Madame la présidente, madame la secrétaire d’État, mes chers collègues, le projet de loi de finances fixe à 24, 5 milliards d’euros la contribution de la France au budget de l’Union européenne pour 2023, un montant en baisse par rapport à l’année dernière.
Comme chaque année, certains contesteront le coût prétendument exorbitant que représente la contribution nette de la France au budget de l’Union. C’est oublier un peu vite que la mutualisation permet des bénéfices bien supérieurs à la somme des contributions de chaque État membre, à commencer par l’accès au marché unique, dont les bénéfices annuels sont estimés à 124 milliards d’euros.

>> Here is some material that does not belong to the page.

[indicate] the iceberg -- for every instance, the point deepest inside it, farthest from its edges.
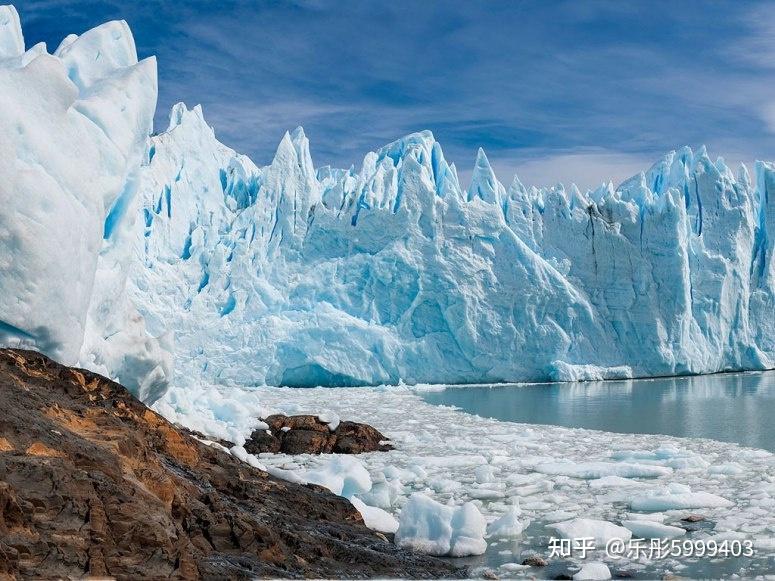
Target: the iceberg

Il n’en demeure pas moins que nous devons rester attentifs à la façon dont cette contribution importante est dépensée à Bruxelles.
L’Europe traverse une série de crises – sanitaire, climatique, énergétique, migratoire, inflationniste… – sans précédent dans son histoire qui exigent des réponses fortes.
Certes, les événements récents nous ont une nouvelle fois montré que c’était dans les crises que le projet européen avançait le plus vite.
Face au Brexit, l’Europe a fait preuve d’une unité sans faille et obtenu gain de cause pour presque toutes ses attentes.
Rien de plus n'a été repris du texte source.